Privy

There’s a newish category of startups whose value proposition is that they will deliver gas to your car while it’s parked. Millions of Silicon Valley capital has gone into this new disruptive industry, reinventing how we fuel our vehicles.

Admittedly, I have a bit of a battitude about this idea: have we really reached a world where the opportunity cost of getting gas is too high? Lest I throw too many stones, let me say these solutions have their merits, are created by well-intentioned people, and are not all that different than when I use Instacart.

However the ideation, quantity, and investment in these apps is reflective of an overall problematic bias in our industry.

We are programmed to recognize problems we are faced with and use our particular toolsets to solve those problems.

When the owners of a valued skillset are relatively homogenous, the problems they’re facing aren’t reflective of the full scope of challenges the World faces.

Because of this bias to solve things in front of us, we have to go against the grain to be more privy to things outside our natural intersections. We have to go out of our way to seek out problems.

So how can we be more privy to other problems?

  • Expand your inputs. Our minds take inputs, process them, and turn them into outputs. By diversifying our inputs through different industries, viewpoints and publications, there will be a natural change in what we focus on and create.
  • Reconsider your role. You can’t reinvent what you don’t know. There’s a time and space for disruption, but most of the time, enablement is actually what’s best. There are few things more arrogant than going into a space you know nothing about and changing everything. The enabler takes a deep dive into the minutia of a problem, meets people where they’re at, and creates solutions.
  • Partner with experts. This one is most important. If you have a specific skillset, you may be extremely knowledgeable at that particular thing, but understand that means you aren’t that great at most everything else. If you can find someone who understands the complexities of an industry, problem, etc, they can carry the burden of the problem/solution match while you focus on the execution of your craft.
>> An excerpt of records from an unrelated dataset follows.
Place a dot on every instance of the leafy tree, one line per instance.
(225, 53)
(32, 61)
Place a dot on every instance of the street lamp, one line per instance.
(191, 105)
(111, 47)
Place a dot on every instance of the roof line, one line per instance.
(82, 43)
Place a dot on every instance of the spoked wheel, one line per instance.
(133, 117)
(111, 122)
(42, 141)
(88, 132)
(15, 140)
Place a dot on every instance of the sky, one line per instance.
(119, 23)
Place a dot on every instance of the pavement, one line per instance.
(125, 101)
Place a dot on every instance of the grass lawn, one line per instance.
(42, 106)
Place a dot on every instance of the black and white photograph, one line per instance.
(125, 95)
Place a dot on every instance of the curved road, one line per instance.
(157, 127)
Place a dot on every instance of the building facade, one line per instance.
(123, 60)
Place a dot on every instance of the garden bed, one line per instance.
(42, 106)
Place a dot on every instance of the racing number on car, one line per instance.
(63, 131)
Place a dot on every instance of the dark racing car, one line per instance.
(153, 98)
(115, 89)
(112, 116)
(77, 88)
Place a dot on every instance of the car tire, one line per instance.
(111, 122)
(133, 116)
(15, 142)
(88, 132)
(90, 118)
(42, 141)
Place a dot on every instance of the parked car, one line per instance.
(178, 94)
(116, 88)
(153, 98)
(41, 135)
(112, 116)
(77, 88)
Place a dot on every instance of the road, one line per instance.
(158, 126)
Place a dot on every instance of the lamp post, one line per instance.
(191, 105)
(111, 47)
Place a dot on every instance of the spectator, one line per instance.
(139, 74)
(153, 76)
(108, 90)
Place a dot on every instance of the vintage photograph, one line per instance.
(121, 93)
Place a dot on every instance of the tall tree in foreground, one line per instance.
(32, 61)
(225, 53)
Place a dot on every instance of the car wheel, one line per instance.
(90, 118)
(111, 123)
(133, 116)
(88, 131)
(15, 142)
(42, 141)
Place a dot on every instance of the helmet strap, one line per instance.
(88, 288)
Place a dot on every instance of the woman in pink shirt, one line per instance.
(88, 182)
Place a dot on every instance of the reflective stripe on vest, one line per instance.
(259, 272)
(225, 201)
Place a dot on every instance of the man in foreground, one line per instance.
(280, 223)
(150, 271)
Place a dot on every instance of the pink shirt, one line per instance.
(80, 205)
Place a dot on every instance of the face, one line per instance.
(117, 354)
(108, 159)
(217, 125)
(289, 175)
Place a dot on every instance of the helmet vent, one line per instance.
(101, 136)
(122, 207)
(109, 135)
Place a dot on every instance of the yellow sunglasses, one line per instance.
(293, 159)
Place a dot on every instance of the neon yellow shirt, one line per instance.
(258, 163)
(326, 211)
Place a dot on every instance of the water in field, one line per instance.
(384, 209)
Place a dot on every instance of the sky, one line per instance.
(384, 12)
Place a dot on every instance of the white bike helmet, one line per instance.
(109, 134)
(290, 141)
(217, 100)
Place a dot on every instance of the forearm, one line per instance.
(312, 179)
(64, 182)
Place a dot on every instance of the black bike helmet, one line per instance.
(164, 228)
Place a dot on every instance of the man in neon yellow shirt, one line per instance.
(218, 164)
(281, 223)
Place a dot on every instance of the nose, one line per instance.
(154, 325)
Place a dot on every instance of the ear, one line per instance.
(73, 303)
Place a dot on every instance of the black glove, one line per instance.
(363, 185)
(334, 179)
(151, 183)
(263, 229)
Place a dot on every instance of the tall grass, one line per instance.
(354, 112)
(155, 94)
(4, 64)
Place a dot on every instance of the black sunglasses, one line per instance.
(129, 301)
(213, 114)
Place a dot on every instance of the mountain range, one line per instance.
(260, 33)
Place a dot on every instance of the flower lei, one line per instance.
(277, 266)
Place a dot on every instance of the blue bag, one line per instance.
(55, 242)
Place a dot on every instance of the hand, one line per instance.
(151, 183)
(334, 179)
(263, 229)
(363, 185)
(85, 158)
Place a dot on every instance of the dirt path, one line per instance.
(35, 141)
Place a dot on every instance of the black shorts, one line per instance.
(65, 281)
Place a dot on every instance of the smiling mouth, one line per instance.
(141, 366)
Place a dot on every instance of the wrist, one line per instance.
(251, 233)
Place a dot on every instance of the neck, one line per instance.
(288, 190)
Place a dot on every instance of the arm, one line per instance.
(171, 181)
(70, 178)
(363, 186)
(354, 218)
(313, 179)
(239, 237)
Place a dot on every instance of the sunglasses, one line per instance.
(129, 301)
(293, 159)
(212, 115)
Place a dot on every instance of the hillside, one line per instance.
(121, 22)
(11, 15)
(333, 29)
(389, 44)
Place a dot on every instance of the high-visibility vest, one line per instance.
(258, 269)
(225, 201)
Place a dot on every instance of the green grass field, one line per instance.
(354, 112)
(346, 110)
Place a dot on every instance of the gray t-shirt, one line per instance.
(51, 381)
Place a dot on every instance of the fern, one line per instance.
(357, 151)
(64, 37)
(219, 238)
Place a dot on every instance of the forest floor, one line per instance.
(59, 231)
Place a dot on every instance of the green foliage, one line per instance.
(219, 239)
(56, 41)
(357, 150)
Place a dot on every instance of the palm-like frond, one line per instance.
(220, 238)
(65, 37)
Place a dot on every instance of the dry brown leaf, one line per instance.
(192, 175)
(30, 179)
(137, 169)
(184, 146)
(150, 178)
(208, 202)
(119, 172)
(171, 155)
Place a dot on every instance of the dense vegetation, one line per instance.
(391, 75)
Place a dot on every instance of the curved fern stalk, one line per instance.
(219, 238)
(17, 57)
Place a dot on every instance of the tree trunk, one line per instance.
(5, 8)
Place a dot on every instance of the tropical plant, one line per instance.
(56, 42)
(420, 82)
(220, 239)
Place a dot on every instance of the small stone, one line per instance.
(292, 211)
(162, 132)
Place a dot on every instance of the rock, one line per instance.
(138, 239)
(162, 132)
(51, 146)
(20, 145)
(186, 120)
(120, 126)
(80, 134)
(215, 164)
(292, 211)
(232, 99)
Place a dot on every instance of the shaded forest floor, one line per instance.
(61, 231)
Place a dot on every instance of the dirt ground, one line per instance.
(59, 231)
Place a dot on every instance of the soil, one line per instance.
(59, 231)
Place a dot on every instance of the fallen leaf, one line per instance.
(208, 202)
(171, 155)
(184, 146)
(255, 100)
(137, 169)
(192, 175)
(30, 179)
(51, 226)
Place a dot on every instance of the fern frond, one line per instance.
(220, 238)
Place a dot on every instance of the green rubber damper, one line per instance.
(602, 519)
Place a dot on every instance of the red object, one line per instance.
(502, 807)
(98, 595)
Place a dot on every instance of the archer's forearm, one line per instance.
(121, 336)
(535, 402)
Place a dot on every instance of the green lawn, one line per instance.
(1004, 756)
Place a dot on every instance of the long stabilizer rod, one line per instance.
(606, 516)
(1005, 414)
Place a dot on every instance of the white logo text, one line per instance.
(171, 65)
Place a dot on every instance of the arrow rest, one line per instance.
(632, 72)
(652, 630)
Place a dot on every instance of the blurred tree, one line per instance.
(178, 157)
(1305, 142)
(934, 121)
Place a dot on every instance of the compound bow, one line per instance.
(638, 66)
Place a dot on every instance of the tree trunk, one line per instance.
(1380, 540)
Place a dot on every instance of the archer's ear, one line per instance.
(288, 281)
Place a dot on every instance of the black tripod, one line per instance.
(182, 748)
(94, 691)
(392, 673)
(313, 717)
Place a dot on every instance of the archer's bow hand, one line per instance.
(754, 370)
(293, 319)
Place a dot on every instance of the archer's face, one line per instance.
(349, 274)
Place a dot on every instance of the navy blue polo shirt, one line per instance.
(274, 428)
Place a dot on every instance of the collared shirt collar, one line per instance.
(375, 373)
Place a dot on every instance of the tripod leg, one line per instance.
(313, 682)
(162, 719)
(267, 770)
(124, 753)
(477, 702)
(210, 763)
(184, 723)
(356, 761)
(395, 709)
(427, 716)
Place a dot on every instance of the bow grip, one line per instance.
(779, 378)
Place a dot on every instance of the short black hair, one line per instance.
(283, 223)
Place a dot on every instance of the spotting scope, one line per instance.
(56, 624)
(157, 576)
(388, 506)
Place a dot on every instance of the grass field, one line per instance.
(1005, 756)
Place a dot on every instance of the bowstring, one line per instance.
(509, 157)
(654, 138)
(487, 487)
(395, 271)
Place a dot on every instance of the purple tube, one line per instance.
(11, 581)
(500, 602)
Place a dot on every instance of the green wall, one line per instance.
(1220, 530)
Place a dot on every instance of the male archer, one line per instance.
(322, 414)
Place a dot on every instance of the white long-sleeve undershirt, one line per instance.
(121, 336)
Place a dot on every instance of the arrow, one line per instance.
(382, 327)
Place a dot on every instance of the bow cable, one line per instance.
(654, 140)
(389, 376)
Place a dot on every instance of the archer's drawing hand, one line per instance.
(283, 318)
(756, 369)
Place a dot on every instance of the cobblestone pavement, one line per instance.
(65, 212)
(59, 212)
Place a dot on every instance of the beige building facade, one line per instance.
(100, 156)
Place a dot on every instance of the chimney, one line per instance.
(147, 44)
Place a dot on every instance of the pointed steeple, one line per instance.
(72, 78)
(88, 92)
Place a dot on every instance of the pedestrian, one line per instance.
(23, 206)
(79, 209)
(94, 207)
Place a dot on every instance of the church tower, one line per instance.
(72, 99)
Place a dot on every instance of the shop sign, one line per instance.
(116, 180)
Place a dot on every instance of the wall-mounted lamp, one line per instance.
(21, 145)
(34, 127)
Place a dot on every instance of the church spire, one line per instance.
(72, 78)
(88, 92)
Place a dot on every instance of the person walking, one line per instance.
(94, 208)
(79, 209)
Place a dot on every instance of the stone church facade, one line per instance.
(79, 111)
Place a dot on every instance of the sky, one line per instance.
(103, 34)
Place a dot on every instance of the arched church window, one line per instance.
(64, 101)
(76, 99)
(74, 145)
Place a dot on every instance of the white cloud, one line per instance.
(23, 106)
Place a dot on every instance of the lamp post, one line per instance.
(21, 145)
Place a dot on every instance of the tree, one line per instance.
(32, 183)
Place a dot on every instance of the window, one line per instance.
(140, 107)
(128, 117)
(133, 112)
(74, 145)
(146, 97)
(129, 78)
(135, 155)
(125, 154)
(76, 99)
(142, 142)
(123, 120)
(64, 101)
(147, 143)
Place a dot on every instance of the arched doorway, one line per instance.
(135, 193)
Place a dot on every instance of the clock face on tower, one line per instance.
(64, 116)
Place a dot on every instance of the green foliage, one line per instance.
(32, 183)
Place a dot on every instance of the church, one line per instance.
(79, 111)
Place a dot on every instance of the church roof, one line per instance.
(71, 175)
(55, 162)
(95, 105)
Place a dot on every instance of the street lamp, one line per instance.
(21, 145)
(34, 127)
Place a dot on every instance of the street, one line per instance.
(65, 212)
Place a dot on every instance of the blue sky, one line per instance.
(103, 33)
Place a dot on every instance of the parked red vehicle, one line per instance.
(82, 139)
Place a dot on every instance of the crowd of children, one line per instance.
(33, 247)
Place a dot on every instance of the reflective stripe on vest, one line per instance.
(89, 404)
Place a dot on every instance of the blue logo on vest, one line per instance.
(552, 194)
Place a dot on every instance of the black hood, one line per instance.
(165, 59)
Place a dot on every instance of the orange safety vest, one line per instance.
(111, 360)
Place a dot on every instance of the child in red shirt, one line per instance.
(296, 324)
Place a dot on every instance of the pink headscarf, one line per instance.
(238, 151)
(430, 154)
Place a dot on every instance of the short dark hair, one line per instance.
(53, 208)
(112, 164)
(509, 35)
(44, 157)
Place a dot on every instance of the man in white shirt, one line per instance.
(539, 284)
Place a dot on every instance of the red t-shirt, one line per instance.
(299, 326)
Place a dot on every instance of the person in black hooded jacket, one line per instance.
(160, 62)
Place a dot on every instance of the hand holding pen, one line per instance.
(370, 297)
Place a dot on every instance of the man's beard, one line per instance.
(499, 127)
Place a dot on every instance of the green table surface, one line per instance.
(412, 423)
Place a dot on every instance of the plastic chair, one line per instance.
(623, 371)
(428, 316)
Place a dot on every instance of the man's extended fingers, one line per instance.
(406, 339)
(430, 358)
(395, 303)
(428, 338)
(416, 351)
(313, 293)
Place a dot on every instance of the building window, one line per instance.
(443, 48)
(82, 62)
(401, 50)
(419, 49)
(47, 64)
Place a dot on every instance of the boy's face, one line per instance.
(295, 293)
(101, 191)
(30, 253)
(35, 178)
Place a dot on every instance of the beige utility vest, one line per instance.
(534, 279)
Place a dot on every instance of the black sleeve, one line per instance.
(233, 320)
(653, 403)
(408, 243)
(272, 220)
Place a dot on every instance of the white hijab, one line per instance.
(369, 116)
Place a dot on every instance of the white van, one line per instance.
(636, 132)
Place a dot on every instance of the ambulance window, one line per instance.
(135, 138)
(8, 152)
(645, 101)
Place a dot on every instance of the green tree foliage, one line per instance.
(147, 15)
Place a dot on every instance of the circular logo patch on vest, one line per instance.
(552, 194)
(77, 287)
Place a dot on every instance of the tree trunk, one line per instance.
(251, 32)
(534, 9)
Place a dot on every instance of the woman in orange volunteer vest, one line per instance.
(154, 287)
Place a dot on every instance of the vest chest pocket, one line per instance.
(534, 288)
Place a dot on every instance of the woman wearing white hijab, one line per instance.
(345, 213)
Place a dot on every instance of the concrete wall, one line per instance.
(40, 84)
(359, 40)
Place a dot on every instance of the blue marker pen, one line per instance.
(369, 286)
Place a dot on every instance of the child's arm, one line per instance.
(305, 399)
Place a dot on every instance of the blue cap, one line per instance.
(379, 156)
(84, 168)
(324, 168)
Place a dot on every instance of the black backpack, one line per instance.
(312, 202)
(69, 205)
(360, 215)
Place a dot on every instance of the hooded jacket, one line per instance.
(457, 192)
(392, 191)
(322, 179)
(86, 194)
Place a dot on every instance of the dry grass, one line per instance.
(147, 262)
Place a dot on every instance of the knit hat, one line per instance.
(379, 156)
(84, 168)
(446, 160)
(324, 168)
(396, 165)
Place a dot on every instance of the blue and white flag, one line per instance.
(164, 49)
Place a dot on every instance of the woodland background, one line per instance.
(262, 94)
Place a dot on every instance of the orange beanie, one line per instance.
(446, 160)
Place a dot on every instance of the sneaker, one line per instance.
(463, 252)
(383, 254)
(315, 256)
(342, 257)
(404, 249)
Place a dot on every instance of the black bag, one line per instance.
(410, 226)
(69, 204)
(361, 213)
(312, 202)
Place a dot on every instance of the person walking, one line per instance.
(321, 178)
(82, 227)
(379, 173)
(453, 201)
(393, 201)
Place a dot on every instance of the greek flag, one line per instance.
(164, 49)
Why is it worth it do to this?

  • Being more aware of other problems than your own, promotes a gamut of opportunities and solutions that is more representative of our populations. Our skillsets can be applied to everyone instead of those who are just like us.
  • There is incredible need in untapped markets for your solutions. By focusing on industries that haven’t yet been touched with your skillset, competition is low and financial reward is high.

Understanding other people’s problems is hard and exhausting. However with a renewed focus on expanding our focus, we can create a more profitable ecosystem that has a greater impact on the whole.